Since the base [Processor](https://sagemaker.readthedocs.io/en/stable/processing.html) interface of the Python SageMaker SDK takes an `image_uri` parameter, and the standard `SKLearnProcessor` used in the previous notebook only needs the SciKit Learn framework version, we can infer the [(open source) implementation of SKLearnProcessor](https://github.com/aws/sagemaker-python-sdk/blob/master/src/sagemaker/sklearn/processing.py) in the SDK will show us how to derive the container URI.

...so here we pretty much copy the approach taken by the SDK to derive the base image URI:

(Which we need to do, because it varies with AWS Region and other factors!)


In [None]:
framework_version = "0.20.0"
image_tag = "{}-{}-{}".format(framework_version, "cpu", "py3")
image_uri = sagemaker.fw_registry.default_framework_uri("scikit-learn", region, image_tag)
# (Note, some other frameworks use the `sagemaker.fw_utils.create_image_uri()` function instead)

base_host_account_id = image_uri.partition(".")[0]
print(image_uri)
print(f"Base image host account: {base_host_account_id}")
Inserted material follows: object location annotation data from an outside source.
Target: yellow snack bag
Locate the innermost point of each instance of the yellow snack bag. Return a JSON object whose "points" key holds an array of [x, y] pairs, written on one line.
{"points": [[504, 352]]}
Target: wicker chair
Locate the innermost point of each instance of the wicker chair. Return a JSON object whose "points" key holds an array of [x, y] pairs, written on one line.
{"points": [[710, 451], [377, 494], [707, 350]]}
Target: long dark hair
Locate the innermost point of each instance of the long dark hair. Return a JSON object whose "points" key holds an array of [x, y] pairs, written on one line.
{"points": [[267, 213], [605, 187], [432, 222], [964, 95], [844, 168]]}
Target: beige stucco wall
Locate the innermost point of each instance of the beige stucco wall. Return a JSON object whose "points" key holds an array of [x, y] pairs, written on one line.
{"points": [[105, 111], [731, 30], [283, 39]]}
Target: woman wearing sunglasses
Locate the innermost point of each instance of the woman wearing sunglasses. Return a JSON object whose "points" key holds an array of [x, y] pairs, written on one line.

This host account is the first ECR registry we'll need to log in to (to pull the base image); and our own account is the other (to push our custom image). Here we open an ECR client and resolve our own account ID:


In [None]:
# ECR is a separate service, so we'll need another service client:
crclient = session.client("ecr")
# We also want our account ID for the purposes of logging in to our own ECR:
account_id = session.client("sts").get_caller_identity().get("Account")


Finally, we log in to the two registries.
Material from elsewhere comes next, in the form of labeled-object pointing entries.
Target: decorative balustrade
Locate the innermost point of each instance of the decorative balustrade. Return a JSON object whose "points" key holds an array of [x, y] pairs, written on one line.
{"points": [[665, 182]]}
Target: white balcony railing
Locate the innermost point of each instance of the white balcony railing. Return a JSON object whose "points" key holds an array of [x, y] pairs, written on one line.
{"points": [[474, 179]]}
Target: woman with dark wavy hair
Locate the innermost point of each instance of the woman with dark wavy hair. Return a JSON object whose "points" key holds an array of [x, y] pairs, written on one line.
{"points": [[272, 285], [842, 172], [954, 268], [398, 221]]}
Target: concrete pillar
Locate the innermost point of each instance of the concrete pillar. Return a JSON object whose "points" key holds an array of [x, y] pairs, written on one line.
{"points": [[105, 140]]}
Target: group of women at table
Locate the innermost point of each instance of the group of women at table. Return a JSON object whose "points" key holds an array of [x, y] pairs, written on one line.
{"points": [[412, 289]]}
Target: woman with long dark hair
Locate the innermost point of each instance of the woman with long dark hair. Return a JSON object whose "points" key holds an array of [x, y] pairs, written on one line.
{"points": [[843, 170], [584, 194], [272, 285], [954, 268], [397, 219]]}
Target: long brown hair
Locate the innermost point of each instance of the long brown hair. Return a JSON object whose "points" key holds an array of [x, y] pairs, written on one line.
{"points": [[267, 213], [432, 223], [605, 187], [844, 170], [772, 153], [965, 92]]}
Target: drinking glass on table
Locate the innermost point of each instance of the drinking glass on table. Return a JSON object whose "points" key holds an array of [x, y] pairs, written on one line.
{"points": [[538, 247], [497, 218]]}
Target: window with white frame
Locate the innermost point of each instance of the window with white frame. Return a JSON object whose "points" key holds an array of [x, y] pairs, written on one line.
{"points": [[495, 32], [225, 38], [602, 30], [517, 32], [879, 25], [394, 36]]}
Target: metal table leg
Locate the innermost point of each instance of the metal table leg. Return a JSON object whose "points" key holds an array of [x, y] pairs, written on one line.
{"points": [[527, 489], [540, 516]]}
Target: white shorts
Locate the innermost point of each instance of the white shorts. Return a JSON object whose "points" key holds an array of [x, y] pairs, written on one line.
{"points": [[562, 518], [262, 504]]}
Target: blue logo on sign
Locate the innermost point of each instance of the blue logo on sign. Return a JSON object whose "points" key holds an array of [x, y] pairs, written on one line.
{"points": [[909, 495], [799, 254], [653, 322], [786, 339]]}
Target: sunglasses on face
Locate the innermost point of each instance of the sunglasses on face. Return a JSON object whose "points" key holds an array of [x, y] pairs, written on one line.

The `aws ecr get-login` command returns (along with some other text) an executable `docker login` command with temporary credentials generated by IAM for our current AWS session.
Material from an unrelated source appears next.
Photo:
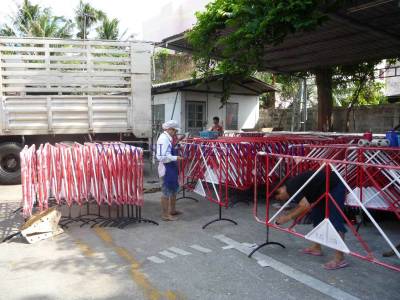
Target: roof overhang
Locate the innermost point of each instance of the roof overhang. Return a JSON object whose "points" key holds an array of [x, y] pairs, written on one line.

The below just executes the AWS CLI command and then the Docker CLI command in the result:


In [None]:
login_cmd = f"$(aws ecr get-login --registry-ids {base_host_account_id} {account_id} --no-include-email | sed 's|https://||')"
!eval "$login_cmd"


## Step 4: Build and upload the custom container image

This source repository uses a template Dockerfile because the base image URI is dynamically calculated as above, so our first step is to resolve the variable to create a concrete Dockerfile:


In [None]:
with open("container/Dockerfile.tpl", "r") as tplfile:
    with open("container/Dockerfile", "w") as dockerfile:
        template = Template(tplfile.read())
        dockerfile.write(
            template.substitute({
                "BASE_IMAGE": image_uri
            }),
        )


Now we simply run a standard Docker build:


In [None]:
container_name = "smskcv"
!docker rmi --force $container_name
!docker build -t $container_name:latest ./container


The parent image and the tagged child image should now both be available here in our notebook instance:


In [None]:
!docker images


Now our image is built!

We'll create an ECR repository with the AWS CLI, and then associate the repository to the image and push it using standard Docker CLI:


In [None]:
!aws ecr create-repository --repository-name $container_name


In [None]:
target_uri = f"{account_id}.dkr.ecr.{region}.amazonaws.com/smskcv:latest"
!docker tag smskcv:latest $target_uri
!docker push $target_uri


## Step 5: Use our new container for a processing job!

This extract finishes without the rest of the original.